Réponse de le 27/09/2013 à 11:02 :
On va juste remettre l'église au milieu du village ! Ronald Reagan a été initialement membre du Parti démocrate, puis il s'orientera vers la droite à la fin des années 1950 et ralliant le Parti républicain en 1962. Quant à Bill Clinton (démocrate) et soucieux de ne pas multiplier les conflits avec le congrès républicain, Clinton ne mettera pas (en effet) son veto au Gramm-Leach-Bliley Act Financial Services Modernization Act de 1999, qui abolit une partie du Glass-Steagall Act de 1933, même si 44 des 45 sénateurs démocrates ont voté contre la version initiale et qu'une partie significative d'entre eux a voté aussi contre sa version finale. Le texte permettra donc la création du conglomérat financier Citigroup...et la dérégulation financière que l'on connaît. Les démocrates se sont donc vendu (sur ce point) aux idéologies républicaines (prônant la libéralisation à outrance des marchés financiers...puis suivera ensuite la doctrine néolibérale du monde la haute finance dérégulée).
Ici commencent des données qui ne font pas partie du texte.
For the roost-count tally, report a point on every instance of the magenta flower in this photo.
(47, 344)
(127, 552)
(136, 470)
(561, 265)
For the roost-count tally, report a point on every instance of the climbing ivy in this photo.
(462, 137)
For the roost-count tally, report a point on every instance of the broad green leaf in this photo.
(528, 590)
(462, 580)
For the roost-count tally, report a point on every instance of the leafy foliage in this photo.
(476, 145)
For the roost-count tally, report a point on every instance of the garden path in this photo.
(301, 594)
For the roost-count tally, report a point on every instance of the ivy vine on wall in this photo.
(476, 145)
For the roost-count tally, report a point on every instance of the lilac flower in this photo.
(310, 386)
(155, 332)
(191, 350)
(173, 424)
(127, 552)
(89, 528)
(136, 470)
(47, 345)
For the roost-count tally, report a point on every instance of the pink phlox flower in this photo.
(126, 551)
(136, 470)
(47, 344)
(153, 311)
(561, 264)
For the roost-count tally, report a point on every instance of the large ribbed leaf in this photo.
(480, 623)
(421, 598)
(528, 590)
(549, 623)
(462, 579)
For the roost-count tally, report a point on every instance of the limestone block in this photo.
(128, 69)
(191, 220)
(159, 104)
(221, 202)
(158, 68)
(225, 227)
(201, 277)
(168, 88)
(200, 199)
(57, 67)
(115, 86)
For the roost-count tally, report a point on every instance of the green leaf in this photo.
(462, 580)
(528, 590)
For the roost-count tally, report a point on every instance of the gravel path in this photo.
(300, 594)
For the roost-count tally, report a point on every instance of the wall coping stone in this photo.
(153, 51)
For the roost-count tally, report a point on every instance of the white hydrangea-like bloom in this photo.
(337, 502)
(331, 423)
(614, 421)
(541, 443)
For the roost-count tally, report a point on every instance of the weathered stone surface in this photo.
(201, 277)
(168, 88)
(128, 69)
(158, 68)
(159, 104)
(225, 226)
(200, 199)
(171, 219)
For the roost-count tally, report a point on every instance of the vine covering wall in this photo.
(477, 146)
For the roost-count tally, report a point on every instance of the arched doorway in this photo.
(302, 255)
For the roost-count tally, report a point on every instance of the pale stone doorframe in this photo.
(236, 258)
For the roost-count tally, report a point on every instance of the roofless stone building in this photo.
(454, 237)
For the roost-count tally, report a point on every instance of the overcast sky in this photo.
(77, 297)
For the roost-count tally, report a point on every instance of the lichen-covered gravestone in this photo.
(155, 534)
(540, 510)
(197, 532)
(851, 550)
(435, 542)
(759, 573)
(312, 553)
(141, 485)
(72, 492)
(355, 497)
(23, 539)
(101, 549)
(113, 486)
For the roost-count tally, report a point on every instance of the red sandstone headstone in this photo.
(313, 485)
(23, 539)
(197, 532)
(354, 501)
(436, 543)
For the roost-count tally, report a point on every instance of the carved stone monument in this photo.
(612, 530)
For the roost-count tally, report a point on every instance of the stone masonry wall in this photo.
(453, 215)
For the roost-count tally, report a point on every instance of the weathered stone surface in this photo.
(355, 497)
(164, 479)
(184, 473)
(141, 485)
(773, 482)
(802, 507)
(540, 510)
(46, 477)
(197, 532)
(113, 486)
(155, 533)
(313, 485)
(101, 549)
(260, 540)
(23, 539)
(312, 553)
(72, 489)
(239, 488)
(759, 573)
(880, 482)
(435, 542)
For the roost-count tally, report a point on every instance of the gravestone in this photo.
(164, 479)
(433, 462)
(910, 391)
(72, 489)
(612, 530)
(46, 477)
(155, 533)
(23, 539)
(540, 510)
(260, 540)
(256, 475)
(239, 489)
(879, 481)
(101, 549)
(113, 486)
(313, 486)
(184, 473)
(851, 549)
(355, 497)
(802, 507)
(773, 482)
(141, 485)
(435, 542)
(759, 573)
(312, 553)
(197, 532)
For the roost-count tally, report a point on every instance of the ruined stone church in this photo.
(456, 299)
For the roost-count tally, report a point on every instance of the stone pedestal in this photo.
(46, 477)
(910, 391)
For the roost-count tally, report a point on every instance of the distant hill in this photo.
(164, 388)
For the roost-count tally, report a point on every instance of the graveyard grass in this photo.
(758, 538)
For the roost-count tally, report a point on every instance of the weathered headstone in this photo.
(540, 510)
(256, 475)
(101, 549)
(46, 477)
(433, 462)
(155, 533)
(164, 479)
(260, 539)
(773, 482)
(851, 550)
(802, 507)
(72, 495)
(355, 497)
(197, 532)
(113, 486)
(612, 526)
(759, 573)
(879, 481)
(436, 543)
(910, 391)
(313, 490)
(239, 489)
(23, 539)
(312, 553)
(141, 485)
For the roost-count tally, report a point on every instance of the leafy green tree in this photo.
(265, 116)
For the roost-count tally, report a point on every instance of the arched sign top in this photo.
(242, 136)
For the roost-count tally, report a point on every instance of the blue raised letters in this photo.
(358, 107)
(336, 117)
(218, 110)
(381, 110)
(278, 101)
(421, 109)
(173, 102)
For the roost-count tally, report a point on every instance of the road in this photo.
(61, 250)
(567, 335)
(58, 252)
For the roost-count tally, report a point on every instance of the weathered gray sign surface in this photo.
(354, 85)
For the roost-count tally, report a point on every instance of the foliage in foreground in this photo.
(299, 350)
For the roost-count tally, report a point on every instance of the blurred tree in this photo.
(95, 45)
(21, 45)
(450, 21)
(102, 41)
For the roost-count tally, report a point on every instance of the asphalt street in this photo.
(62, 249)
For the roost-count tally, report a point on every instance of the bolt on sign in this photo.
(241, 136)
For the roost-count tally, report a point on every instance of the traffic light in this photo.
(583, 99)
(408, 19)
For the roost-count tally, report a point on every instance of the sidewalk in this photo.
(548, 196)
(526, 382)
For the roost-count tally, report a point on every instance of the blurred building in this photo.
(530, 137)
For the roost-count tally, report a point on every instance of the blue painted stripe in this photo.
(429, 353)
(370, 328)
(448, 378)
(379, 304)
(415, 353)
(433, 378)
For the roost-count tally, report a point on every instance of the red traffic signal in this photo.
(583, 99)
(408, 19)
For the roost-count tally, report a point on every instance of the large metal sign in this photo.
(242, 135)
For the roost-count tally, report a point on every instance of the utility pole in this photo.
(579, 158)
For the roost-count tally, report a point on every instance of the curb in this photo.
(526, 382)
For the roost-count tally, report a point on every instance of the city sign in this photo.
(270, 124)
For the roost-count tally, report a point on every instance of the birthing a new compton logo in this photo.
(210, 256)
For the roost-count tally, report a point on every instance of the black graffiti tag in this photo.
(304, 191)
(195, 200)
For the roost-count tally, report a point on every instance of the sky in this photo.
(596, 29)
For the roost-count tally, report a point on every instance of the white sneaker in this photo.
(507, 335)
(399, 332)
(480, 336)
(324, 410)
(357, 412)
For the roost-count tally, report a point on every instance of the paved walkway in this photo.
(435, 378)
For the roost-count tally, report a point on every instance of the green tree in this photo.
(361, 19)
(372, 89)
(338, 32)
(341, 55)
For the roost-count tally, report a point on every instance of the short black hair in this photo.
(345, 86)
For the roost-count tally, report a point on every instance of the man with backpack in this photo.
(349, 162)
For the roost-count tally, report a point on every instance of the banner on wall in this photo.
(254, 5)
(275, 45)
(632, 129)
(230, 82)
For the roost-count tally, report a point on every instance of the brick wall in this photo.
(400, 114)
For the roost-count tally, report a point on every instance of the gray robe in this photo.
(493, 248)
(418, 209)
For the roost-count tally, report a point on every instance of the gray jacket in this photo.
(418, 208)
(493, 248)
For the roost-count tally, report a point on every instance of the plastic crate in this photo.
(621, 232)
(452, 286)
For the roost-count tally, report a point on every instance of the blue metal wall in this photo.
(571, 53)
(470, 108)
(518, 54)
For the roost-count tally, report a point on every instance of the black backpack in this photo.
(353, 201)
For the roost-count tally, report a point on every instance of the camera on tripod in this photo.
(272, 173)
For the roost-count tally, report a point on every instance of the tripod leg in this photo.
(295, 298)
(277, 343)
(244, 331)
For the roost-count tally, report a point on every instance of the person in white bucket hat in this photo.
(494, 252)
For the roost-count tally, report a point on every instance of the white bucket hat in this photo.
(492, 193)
Il me semble - que sur bien des points - la France socialiste tente d'imiter le passé en réitérant les mêmes erreurs. (donc elle aussi, cette France tant socialiste [virant sur le clientélisme] semble également se plier sous le joug du néolibéralisme). Il n'y a qu'à voir la dernière position Moscovici sur la ''TTF''.
a écrit le 27/09/2013 à 10:04 :
Vous vous souvenez :"Et Karine Berger d?ajouter, comme dépitée et impuissante : Alors cela veut dire que 99% de vos activités ne seront pas concernées par la loi ?".C'est la blagounette de fin de semaine.Bon Week end à tous.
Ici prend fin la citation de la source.